Steroids

Congress Wants to Add a Popular Fitness Drug to the List of Controlled Substances

Officials should be thinking about harm reduction, not criminalization.

|

Does Orrin Hatch even lift? Photo credit: JOSHUA ROBERTS/REUTERS/Newscom

If an athlete was suspended in the last year (or so) for using a performance-enhancing drug that wasn't a testosterone-based steroid, it was probably because they tested positive for a SARM. SARMs—"selective androgen receptor modulators"—have been around for years; they're popular because they work and because they aren't regulated. But that last part may be about to change.

Sens. Orrin Hatch (R-Utah) and Sheldon Whitehouse (D–R.I.) introduced legislation last week that would criminalize the entire SARM class of compounds. The SARMs Control Act of 2018 would place the drugs in schedule III under the Controlled Substances Act, alongside testosterone and substances intended to cause muscle growth.

Drugs in schedule III are legal to prescribe if they've been approved by the Food and Drug Administration (FDA); without a prescription, they are illegal to possess, buy, or sell.

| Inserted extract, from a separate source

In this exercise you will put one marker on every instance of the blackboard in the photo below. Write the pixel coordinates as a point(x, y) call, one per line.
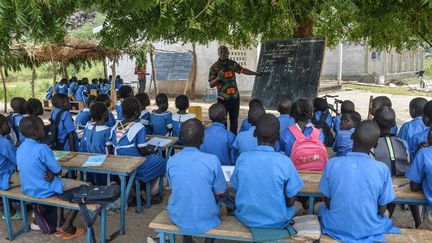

Since SARMs have not been approved by the FDA, and likely won't be for years (if ever), the Hatch-Whitehouse bill will make them illegal in nearly every context.

In a statement released late last week, Hatch declared that SARMs "pose the same safety risks as anabolic steroids." That's a remarkable claim, considering that we don't actually know these substances' safety profile. There are no extensive human trials for any of them. Maybe they have the same long-term effects of steroids (which are themselves overblown), but right now it's impossible to say for sure.

Here's what we do know: Enobosarm, one of the most popular SARMs, holds promise as a treatment for muscle wasting, which is a symptom of more than a dozen serious diseases ranging from HIV to cancer. RAD140, another popular SARM, may protect brain tissue from degeneration much the way testosterone appears to. Along with several other compounds, both Enobosarm and RAD140 are designed to offer the tissue regeneration benefits of testosterone without the latter's pesky effect on secondary sexual characteristics. This is why pharmaceutical researchers began working on SARMs in the first place. A drug that could deliver testosterone's anabolic effects (muscle growth, increase in red blood cell count) without the androgenic effects (facial hair, acne, thickening of the vocal cords) would be quite useful for female and pediatric patients, not to mention male patients with an elevated risk of prostate cancer (testosterone makes everything grow faster, including tumors).

You won't learn any of that from Hatch, because discussing drugs in a nuanced way generally undermines the argument for banning them. But you should be able to learn all of this from the Food and Drug Administration, which has thus far declined to respond to the rise of research chemicals in a way that educates consumers. That's a shame, considering the wealth of misinformation about SARMs.

These drugs are often marketed as a side-effect-free alternative to pharmaceutical testosterone, which is almost certainly not true. One study of the SARM LGD-4033 found that while it increased lean body mass compared to a placebo, it also greatly reduced endogenous testosterone production. In other words, it made men's balls stop working. This was with doses as small as 0.1 mg, while the largest dose used in the study was 1 mg. Yet the LGD-4033 available online—if it is in fact LGD-4033—is dosed anywhere from 3 to 5 mg per serving, which is more than necessary and likely to produce even greater negative effects.

The anecdotal reports I've read from SARM users confirm that most formulations cause suppression of testosterone production in men, which is a trait the drugs share with anabolic steroids. That doesn't necessarily make them dangerous. Rather than tell people, "Don't do this thing you clearly intend to do regardless of what we say," the FDA could try, you know, educating. Aggregate the information that studies have found, emphasize the low dosages used therein, and discourage consumers from taking more than the available evidence suggests is necessary. The agency could also discuss potential side effects, and when to seek treatment. Crazy, I know!

The Hatch-Whitehouse approach—criminalizing everything that looks remotely like a steroid—will not discourage a certain type of consumer from buying gains in a bottle. Criminalizing anabolic steroids in the 1990s didn't do that, nor did criminalizing prohormones in the 2000s. In fact, the most significant consequence of banning drugs we understand really well—like testosterone, which was first synthesized nearly a century ago—is that research chemists are now constantly looking for new substances that aren't yet illegal, but also aren't all that well understood. In other words, Congress created the SARMs "problem" by banning the thing that was popular before SARMs. If Hatch's bill becomes law, we'll know even less about the long-term consequences of whatever drug class comes next.